Generate OAuth client credentials

To generate OAuth credentials for the service principal:
  1. In the service principal details page, click the OAuth tab
  2. Click Generate secret
  3. Copy the Client ID and Client Secret immediately (the secret will not be shown again)
  4. Store these credentials securely
The client secret is only displayed once. Store it in a secure location immediately after generation.
3

Grant workspace access

Grant the service principal access to your Databricks workspace:
  1. Navigate to Settings > Identity and access > Service principals
  2. Select your service principal
  3. Click Workspace access
  4. Add the service principal to the desired workspace(s)
4

Configure the Databricks connection in Honeydew

In Honeydew App settings page, configure the Databricks connection using the Client ID and Client Secret from the previous step, along with the Server Hostname and HTTP Path.
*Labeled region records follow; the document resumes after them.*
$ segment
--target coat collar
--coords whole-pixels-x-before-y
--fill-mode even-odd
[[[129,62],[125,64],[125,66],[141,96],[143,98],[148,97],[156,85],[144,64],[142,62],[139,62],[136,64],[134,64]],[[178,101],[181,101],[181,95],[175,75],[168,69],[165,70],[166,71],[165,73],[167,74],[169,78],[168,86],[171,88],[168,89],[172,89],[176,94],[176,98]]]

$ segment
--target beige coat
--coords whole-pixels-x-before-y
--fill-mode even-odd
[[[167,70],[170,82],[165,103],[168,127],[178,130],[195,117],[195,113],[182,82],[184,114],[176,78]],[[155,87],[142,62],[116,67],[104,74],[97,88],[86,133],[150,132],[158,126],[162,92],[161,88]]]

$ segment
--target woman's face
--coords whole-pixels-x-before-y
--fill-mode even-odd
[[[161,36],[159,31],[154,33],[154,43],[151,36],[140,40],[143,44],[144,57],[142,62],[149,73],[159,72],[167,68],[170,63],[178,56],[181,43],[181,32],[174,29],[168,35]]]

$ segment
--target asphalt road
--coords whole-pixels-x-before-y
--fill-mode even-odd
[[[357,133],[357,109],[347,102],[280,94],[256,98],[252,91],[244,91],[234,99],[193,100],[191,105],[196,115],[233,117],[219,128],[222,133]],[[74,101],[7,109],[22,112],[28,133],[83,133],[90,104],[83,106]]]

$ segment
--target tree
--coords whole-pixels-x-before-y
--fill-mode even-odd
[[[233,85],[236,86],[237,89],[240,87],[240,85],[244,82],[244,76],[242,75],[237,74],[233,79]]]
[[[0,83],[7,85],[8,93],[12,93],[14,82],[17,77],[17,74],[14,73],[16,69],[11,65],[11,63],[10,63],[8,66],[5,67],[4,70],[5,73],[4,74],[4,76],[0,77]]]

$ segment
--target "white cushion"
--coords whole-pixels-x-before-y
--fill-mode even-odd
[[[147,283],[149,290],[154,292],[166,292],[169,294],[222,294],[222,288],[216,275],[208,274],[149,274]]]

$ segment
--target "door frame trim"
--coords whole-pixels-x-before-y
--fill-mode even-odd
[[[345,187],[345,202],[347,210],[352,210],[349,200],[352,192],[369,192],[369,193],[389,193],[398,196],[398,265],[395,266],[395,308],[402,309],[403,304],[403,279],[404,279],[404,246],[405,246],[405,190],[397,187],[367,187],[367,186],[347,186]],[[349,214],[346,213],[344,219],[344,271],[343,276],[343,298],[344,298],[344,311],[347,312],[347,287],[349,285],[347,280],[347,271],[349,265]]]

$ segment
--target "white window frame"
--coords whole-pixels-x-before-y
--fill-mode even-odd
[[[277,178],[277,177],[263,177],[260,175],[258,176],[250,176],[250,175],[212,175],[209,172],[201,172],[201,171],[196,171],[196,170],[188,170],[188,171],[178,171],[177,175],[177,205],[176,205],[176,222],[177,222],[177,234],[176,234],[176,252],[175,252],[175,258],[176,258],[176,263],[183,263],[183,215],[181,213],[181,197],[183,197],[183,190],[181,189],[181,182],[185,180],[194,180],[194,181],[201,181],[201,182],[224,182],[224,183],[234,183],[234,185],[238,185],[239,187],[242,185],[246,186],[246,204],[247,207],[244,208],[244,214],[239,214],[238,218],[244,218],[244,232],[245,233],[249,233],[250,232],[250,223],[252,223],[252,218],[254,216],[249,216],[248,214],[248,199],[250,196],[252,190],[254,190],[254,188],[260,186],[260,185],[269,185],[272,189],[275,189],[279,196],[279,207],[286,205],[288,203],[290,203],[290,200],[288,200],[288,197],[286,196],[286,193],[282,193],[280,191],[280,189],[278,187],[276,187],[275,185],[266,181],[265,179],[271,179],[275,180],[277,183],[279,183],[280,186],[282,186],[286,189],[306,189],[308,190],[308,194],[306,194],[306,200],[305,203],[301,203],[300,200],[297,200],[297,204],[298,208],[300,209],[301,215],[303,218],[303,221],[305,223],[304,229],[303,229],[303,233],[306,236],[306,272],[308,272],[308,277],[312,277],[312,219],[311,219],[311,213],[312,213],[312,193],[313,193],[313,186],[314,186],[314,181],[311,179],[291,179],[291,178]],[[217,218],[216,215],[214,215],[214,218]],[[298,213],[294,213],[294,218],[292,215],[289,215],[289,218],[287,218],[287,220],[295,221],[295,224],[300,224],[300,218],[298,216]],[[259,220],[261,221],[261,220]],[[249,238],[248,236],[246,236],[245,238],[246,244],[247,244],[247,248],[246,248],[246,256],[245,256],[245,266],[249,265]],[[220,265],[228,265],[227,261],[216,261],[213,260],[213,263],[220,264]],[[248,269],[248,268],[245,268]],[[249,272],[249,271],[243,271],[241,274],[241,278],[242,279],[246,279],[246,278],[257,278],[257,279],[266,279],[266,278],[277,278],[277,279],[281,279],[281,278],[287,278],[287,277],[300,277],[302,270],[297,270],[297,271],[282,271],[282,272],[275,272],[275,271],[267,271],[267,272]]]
Personal Access Token (PAT) authentication

For this method, you will need to provide a generated access token.
Databricks strongly recommends using OAuth instead of PATs for enhanced security. PATs are considered legacy authentication and should only be used when OAuth is not available.
1

Generate a PAT in Databricks

To create a personal access token:
  1. Log in to your Databricks workspace
  2. Click your username in the top right corner
  3. Select Settings > Developer
  4. Click Access tokens
  5. Click Generate new token
  6. Enter a comment to describe the token’s purpose (e.g., “Honeydew”)
  7. Optionally set a lifetime for the token, leave blank for no expiration (availability of non-expiring tokens depends on Databricks workspace policy)
  8. Click Generate
  9. Copy the token immediately (it will not be shown again)
For production use, it is recommended to set an appropriate token lifetime and implement a token rotation process
2

Configure the PAT in Honeydew

In Honeydew App settings page, configure the Databricks connection using the Personal Access Token generated in Databricks, along with the Server Hostname and HTTP Path.

OAuth User Authentication

This method allows individual users to authenticate with their Databricks credentials. Each user will need to authorize Honeydew to access their Databricks account using OAuth.
OAuth User Authentication requires account-level applications with redirect URIs. Honeydew will provide the redirect URIs upon enabling.

Connection Parameters

Server Hostname and HTTP Path

To get the connection details for your Databricks SQL warehouse or cluster:
  1. Log in to your Databricks workspace
  2. Navigate to SQL > SQL Warehouses (or Compute for clusters)
  3. Click the target warehouse or cluster name
  4. Go to the Connection Details tab
  5. Copy the Server hostname and HTTP path
The HTTP path follows the format: sql/protocolv1/o/{workspace_id}/{warehouse_id}
You can find these connection details in the Connection Details tab of any SQL Warehouse or Cluster in your Databricks workspace.

Unity Catalog

If you are using Unity Catalog, you will need to specify:
  1. Catalog - the catalog where Honeydew will access and deploy dynamic datasets
  2. Schema - the schema where Honeydew will deploy dynamic datasets as views or tables
  3. Dev Catalog - the catalog for dev branch deployments (optional, defaults to main catalog)
  4. Dev Schema - the schema for dev branch deployments
Unity Catalog uses a three-level namespace: catalog.schema.table. Ensure your service principal or user has appropriate permissions to access these resources.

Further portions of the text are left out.